Traditionally, a guest is brought in for a concert at the Easter Festival. Daniele Gatti, who fell at the Concertgebouw Orchestra Amsterdam because of alleged #MeToo stories, conducts as if he wanted to apply for Thielemann's successor from 2024 in Dresden. Mendelssohn Bartholdy's overture “Calm Sea and Happy Voyage” becomes a multi-layered sound painting, especially Schumann's Third Symphony. In terms of sound, this is only half-bold, but flexible, crafted with aplomb, rich in energy, always relying on the old gold charm of the Staatskapelle. Only Mozart, the violin concerto KV 219, cannot get beyond a petitesse on velvet paws. How things have to be done differently is shown by soloist Hilary Hahn with her offensive, very plastic interpretation. The cadences, which descend into the remote, come from herself.And for the Karajan Prize presented by Bachler and Karajan's daughter Arabel, Hahn thanks him with an emotional speech that celebrates the restart of cultural life.

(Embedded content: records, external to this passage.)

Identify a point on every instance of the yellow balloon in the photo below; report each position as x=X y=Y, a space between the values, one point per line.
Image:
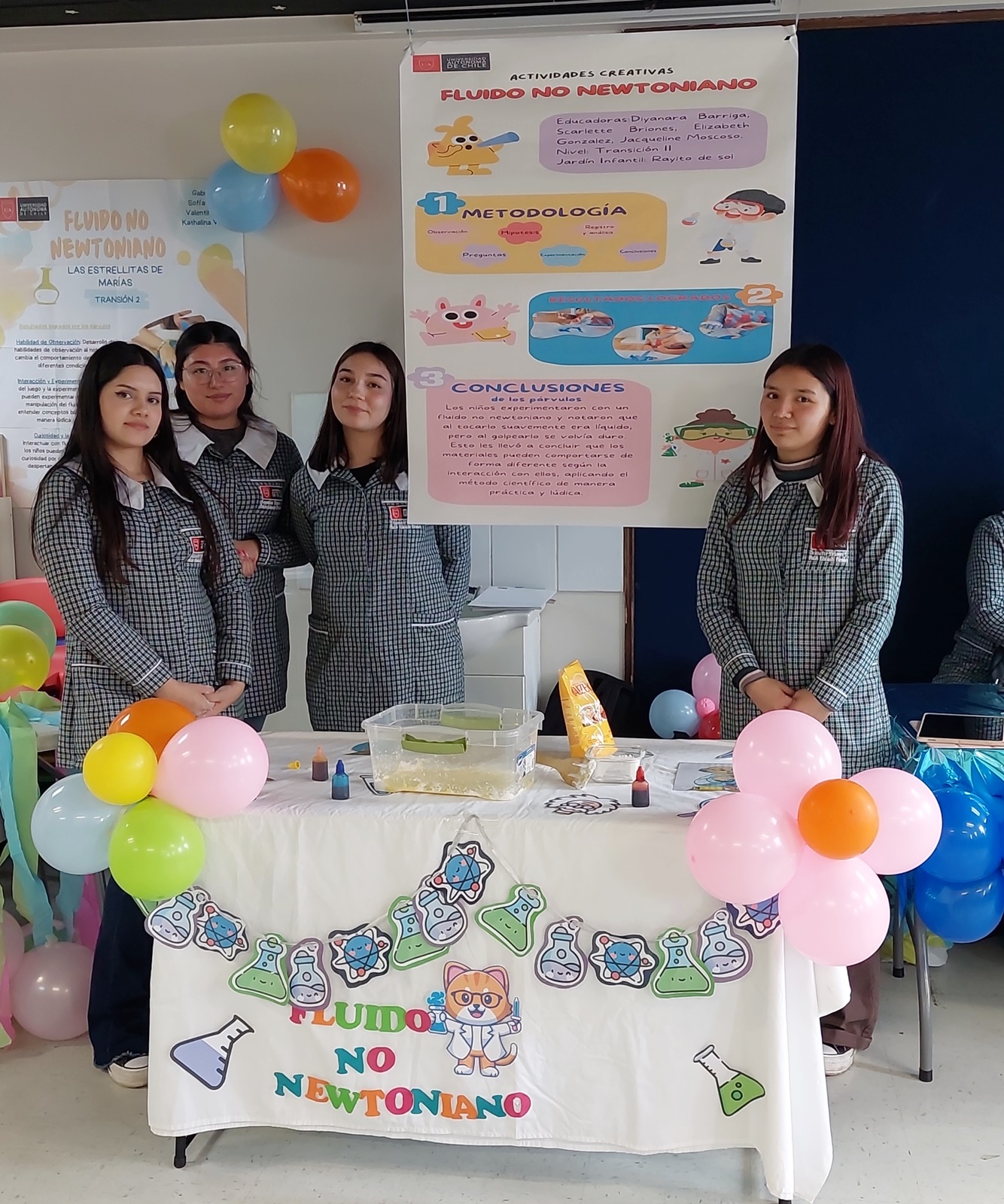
x=24 y=659
x=120 y=768
x=258 y=134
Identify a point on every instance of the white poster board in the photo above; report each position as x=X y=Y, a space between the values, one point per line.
x=598 y=270
x=86 y=263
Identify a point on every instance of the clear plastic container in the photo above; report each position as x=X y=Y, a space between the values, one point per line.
x=464 y=749
x=616 y=762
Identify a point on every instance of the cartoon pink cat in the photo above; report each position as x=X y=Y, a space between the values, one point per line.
x=466 y=324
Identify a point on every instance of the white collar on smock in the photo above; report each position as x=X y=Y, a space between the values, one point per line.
x=259 y=441
x=769 y=481
x=318 y=476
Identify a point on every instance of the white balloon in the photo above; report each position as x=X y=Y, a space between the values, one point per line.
x=71 y=828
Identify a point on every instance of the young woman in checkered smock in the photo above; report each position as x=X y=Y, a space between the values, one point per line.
x=248 y=464
x=140 y=561
x=799 y=583
x=387 y=594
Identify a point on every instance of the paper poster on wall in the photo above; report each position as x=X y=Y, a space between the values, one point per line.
x=86 y=263
x=598 y=270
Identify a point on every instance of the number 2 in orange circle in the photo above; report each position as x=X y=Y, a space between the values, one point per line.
x=760 y=294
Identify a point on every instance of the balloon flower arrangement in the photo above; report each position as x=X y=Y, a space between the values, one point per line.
x=691 y=714
x=799 y=831
x=259 y=134
x=145 y=784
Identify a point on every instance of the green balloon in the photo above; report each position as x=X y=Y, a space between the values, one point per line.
x=156 y=850
x=26 y=614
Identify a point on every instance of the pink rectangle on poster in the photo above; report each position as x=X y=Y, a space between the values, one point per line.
x=538 y=442
x=654 y=140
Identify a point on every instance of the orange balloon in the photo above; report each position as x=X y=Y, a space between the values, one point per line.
x=321 y=184
x=838 y=819
x=156 y=720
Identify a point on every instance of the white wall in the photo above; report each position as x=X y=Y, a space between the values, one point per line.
x=111 y=108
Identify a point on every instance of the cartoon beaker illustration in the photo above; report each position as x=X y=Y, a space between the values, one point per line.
x=736 y=1090
x=207 y=1057
x=47 y=293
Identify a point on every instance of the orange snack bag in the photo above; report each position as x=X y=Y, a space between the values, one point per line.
x=584 y=716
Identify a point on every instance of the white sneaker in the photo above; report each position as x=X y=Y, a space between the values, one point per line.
x=837 y=1060
x=130 y=1072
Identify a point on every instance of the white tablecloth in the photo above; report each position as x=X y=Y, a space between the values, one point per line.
x=598 y=1067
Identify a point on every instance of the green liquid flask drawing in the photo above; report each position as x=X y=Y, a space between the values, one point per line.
x=682 y=974
x=736 y=1090
x=265 y=978
x=47 y=293
x=409 y=947
x=512 y=923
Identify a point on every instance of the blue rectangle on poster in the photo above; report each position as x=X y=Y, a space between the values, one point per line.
x=659 y=328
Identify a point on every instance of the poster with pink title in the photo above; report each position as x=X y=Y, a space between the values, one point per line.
x=598 y=270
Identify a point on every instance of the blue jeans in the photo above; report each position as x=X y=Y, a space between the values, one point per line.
x=118 y=1017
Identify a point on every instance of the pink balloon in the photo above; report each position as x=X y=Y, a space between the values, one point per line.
x=14 y=943
x=707 y=680
x=743 y=849
x=213 y=768
x=909 y=820
x=50 y=993
x=835 y=912
x=781 y=754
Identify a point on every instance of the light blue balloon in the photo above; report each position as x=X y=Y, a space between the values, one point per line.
x=672 y=712
x=241 y=200
x=71 y=829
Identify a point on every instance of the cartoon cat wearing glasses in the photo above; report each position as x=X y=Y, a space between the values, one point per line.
x=478 y=1015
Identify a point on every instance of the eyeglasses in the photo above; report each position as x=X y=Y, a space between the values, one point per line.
x=202 y=375
x=487 y=999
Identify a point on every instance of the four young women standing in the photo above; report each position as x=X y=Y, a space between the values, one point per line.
x=146 y=555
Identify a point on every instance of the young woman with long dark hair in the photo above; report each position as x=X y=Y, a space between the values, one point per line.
x=138 y=559
x=797 y=589
x=387 y=594
x=249 y=464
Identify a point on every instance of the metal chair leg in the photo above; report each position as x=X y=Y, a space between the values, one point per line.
x=897 y=936
x=181 y=1150
x=919 y=932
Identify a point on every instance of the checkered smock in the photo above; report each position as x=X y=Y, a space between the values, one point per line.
x=124 y=642
x=253 y=485
x=385 y=601
x=811 y=618
x=983 y=630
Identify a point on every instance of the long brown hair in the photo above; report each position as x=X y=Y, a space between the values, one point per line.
x=87 y=443
x=330 y=449
x=841 y=448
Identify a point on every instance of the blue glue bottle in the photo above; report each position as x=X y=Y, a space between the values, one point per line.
x=339 y=783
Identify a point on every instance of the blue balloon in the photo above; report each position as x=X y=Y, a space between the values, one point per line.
x=71 y=829
x=972 y=843
x=960 y=913
x=672 y=712
x=241 y=200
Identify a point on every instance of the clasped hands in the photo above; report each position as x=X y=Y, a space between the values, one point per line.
x=769 y=694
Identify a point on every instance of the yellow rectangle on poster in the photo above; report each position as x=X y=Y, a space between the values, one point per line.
x=546 y=234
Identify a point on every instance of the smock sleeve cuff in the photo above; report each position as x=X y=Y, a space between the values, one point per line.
x=234 y=671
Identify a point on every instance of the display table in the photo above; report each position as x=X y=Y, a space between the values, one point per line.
x=530 y=1029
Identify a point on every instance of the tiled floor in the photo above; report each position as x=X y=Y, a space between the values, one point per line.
x=68 y=1135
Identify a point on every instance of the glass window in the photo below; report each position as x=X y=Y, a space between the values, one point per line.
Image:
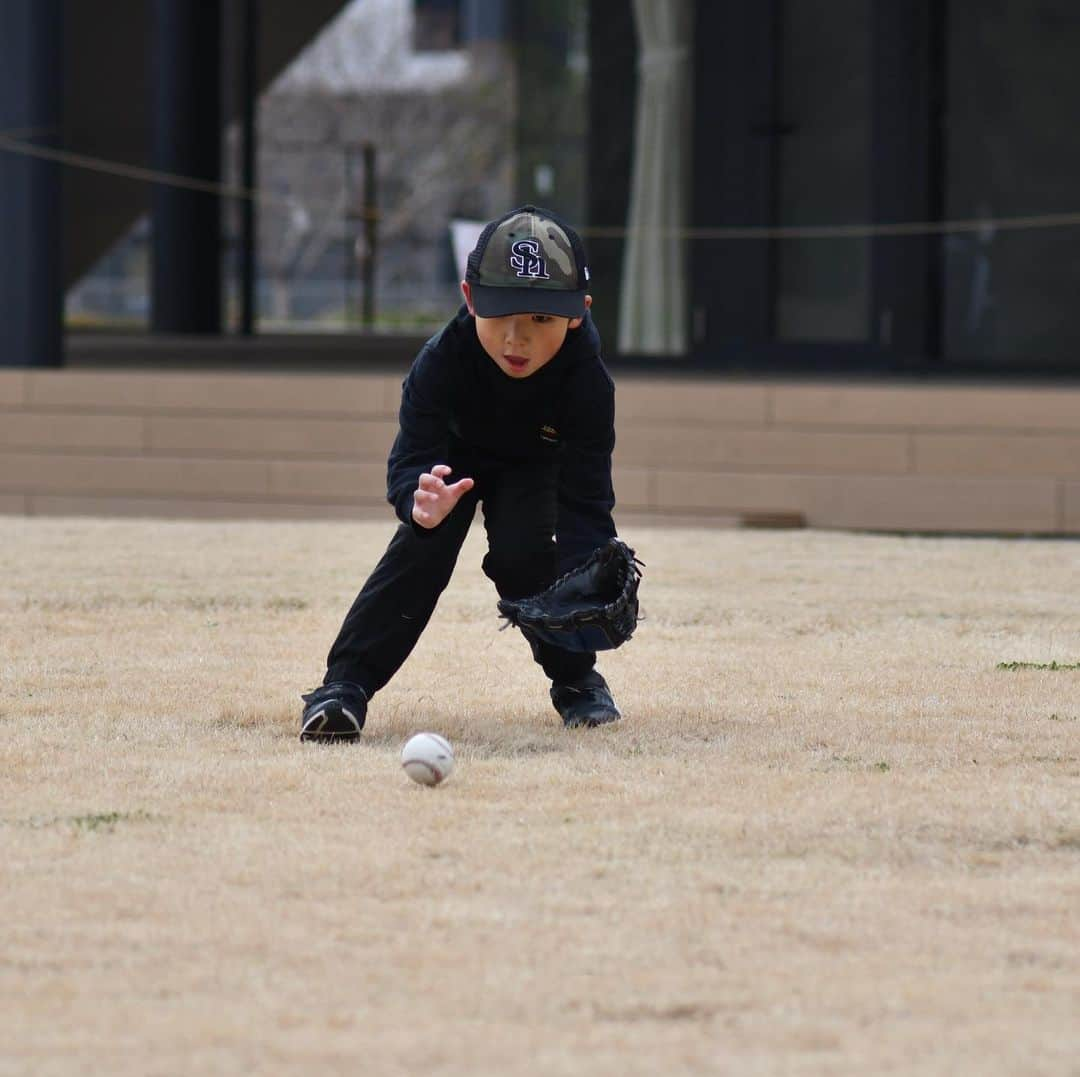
x=823 y=169
x=1011 y=150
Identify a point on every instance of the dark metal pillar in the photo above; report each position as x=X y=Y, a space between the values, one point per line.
x=248 y=136
x=736 y=136
x=612 y=96
x=187 y=143
x=907 y=174
x=31 y=295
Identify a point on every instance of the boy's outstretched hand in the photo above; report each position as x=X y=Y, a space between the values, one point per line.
x=433 y=500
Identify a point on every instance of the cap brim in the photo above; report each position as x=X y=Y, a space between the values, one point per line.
x=490 y=301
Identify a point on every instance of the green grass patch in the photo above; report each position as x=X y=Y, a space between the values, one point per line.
x=1038 y=665
x=91 y=821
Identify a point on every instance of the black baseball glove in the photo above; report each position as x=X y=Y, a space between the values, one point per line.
x=594 y=607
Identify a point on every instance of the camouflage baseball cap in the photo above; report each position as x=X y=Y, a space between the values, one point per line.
x=528 y=261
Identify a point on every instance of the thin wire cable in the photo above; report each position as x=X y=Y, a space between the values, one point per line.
x=156 y=176
x=763 y=232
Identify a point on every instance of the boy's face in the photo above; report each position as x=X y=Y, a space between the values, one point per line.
x=521 y=345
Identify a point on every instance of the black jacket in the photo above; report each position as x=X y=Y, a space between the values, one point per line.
x=459 y=407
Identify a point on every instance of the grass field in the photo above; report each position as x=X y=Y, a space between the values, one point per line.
x=832 y=835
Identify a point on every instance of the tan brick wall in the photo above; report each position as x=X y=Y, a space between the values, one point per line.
x=953 y=458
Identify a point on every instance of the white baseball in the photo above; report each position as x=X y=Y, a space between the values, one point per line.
x=428 y=758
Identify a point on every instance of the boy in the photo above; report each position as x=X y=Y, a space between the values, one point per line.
x=509 y=406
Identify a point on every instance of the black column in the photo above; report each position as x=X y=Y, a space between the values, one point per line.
x=907 y=173
x=612 y=96
x=187 y=142
x=736 y=131
x=31 y=296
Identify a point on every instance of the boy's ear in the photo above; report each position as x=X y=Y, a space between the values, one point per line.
x=576 y=322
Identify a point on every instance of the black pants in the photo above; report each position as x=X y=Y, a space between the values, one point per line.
x=396 y=602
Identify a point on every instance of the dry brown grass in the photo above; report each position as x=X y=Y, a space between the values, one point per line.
x=831 y=835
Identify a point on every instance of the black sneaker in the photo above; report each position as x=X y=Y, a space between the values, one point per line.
x=584 y=702
x=334 y=713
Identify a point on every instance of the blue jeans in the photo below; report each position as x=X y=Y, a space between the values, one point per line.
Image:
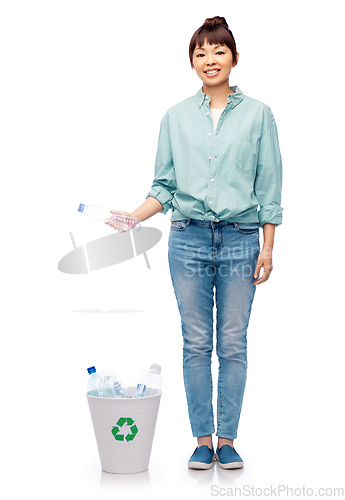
x=205 y=256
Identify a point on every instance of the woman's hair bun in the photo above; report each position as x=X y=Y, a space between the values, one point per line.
x=216 y=20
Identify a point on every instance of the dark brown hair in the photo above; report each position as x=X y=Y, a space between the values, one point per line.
x=216 y=31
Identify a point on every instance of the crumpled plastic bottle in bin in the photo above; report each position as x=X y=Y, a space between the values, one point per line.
x=105 y=386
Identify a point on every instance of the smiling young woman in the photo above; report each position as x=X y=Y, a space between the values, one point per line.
x=219 y=169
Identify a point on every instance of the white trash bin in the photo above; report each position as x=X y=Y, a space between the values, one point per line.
x=124 y=430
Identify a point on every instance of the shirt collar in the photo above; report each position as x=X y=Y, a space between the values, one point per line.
x=235 y=98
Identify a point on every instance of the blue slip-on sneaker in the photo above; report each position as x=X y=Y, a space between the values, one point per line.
x=202 y=458
x=228 y=457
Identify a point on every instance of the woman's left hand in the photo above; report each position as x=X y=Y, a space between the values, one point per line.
x=265 y=261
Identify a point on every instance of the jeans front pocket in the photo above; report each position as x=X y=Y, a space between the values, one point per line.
x=247 y=227
x=180 y=225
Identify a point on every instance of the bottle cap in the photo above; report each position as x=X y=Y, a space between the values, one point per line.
x=156 y=368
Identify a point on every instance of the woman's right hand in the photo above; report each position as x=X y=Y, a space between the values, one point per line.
x=121 y=221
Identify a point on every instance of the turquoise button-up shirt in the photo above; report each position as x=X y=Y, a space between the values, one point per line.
x=233 y=173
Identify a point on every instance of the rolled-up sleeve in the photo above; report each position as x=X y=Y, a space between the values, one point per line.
x=164 y=185
x=268 y=179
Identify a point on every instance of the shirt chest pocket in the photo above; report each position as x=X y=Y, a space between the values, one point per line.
x=244 y=154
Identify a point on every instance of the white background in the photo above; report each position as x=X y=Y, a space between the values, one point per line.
x=84 y=85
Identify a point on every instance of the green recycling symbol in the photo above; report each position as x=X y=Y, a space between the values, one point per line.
x=120 y=423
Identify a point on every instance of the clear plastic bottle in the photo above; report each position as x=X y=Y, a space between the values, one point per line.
x=152 y=383
x=111 y=387
x=94 y=383
x=94 y=212
x=118 y=222
x=140 y=392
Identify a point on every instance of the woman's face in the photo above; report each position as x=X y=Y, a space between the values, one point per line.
x=213 y=63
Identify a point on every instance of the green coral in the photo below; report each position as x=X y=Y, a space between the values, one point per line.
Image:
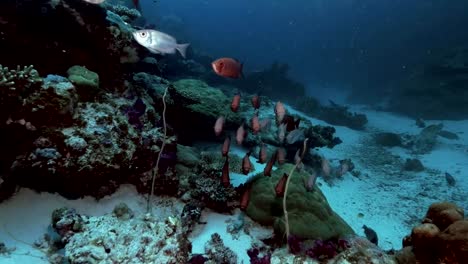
x=310 y=215
x=86 y=81
x=214 y=161
x=200 y=98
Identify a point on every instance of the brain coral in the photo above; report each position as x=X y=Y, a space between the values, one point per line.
x=310 y=215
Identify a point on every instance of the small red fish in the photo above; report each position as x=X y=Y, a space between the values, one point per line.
x=326 y=169
x=310 y=182
x=246 y=164
x=269 y=166
x=228 y=67
x=219 y=124
x=225 y=180
x=245 y=199
x=281 y=155
x=280 y=112
x=291 y=123
x=298 y=160
x=136 y=4
x=281 y=132
x=255 y=124
x=281 y=186
x=262 y=154
x=240 y=134
x=235 y=103
x=265 y=124
x=256 y=101
x=226 y=146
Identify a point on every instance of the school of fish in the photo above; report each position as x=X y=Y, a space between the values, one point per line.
x=288 y=130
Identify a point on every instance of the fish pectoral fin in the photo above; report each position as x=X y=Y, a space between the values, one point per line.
x=182 y=48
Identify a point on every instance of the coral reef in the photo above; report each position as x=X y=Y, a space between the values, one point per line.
x=441 y=238
x=84 y=36
x=108 y=238
x=56 y=142
x=304 y=208
x=201 y=105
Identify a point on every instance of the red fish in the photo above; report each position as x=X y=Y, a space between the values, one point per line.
x=255 y=124
x=281 y=155
x=262 y=154
x=235 y=103
x=326 y=169
x=225 y=180
x=228 y=67
x=240 y=134
x=256 y=101
x=137 y=5
x=310 y=182
x=291 y=124
x=280 y=112
x=281 y=132
x=245 y=199
x=246 y=164
x=269 y=166
x=219 y=124
x=281 y=186
x=298 y=160
x=226 y=146
x=265 y=124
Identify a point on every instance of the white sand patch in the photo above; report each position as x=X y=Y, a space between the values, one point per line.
x=27 y=214
x=393 y=202
x=217 y=223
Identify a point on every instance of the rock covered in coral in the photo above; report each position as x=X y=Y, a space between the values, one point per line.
x=84 y=36
x=141 y=239
x=75 y=148
x=194 y=107
x=441 y=238
x=310 y=215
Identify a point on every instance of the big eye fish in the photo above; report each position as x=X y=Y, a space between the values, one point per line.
x=159 y=42
x=228 y=67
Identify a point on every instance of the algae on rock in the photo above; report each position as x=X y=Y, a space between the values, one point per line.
x=310 y=215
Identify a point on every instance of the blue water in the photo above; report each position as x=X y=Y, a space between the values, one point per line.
x=363 y=44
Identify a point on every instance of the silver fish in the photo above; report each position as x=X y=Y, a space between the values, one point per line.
x=96 y=2
x=159 y=42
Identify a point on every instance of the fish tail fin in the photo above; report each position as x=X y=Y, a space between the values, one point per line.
x=182 y=48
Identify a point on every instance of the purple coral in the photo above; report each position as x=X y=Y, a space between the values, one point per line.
x=135 y=112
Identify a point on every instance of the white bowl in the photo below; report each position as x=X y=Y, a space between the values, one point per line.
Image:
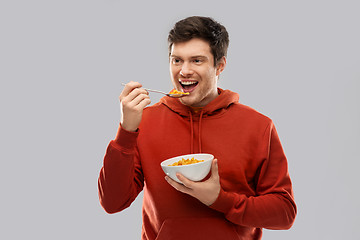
x=194 y=171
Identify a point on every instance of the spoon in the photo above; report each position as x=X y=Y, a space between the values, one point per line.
x=174 y=95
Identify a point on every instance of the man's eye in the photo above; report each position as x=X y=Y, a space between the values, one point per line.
x=176 y=61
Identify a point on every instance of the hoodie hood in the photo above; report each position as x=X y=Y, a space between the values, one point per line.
x=218 y=105
x=223 y=101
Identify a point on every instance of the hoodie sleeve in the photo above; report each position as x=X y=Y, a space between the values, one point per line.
x=121 y=178
x=273 y=207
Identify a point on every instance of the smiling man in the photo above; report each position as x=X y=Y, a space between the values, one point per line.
x=249 y=187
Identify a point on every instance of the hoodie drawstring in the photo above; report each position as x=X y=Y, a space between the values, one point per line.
x=192 y=132
x=201 y=113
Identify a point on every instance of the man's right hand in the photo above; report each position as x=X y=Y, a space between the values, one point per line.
x=133 y=100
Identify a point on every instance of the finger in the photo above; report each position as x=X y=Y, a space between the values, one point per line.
x=129 y=87
x=177 y=186
x=214 y=169
x=138 y=99
x=144 y=103
x=187 y=183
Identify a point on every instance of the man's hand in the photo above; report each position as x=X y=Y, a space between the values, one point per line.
x=133 y=100
x=206 y=192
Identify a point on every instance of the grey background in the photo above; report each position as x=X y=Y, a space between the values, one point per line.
x=61 y=65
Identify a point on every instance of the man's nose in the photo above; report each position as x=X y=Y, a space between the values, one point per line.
x=186 y=69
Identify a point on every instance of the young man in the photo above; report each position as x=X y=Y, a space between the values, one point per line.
x=249 y=187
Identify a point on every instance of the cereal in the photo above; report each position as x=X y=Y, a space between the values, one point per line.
x=174 y=91
x=186 y=162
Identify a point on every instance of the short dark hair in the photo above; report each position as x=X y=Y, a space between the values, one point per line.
x=204 y=28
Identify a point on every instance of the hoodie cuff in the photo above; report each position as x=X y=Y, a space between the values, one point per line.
x=224 y=202
x=126 y=139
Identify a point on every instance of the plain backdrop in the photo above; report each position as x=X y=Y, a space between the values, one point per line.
x=61 y=68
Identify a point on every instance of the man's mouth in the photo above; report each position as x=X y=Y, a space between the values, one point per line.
x=188 y=85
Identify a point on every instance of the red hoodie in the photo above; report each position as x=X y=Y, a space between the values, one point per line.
x=256 y=189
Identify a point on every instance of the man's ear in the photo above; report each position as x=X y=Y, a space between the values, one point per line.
x=220 y=65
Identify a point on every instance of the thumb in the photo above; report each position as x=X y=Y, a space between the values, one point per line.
x=214 y=169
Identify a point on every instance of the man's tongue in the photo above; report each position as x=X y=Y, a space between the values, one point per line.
x=189 y=87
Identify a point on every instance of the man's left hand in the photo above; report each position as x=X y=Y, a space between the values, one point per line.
x=206 y=192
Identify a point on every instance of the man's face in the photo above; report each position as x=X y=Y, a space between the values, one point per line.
x=192 y=71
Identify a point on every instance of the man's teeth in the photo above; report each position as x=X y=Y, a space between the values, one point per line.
x=188 y=82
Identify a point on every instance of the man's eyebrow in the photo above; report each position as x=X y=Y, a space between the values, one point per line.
x=196 y=56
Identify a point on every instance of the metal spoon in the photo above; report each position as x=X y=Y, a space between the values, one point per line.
x=174 y=95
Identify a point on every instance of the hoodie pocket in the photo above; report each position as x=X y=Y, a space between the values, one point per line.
x=197 y=228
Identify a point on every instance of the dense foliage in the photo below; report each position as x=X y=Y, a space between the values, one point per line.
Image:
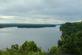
x=28 y=48
x=71 y=40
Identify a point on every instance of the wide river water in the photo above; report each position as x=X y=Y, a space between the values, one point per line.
x=43 y=37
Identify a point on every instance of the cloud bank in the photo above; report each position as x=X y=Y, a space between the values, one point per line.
x=40 y=11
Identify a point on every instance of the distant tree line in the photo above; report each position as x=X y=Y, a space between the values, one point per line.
x=70 y=43
x=71 y=40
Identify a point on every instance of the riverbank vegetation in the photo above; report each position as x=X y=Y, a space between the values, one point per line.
x=70 y=43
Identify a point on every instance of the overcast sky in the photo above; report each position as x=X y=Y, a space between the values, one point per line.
x=40 y=11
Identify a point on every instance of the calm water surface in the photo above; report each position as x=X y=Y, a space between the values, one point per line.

For the finale of the somewhat different Easter Festival, there was Strauss's “Heldenleben” on Monday evening.

And you can be sure that this time it was not just about autobiographical issues from the composer's life, but that Thielemann also meant himself.

One more time, next spring, with a week that is formed around a new "Lohengrin".

The Salzburg jubilation for the Dresdeners and their still boss is like an acclamation.

It would be unwise if Bachler would forego this best possible combination in a future Wagner project.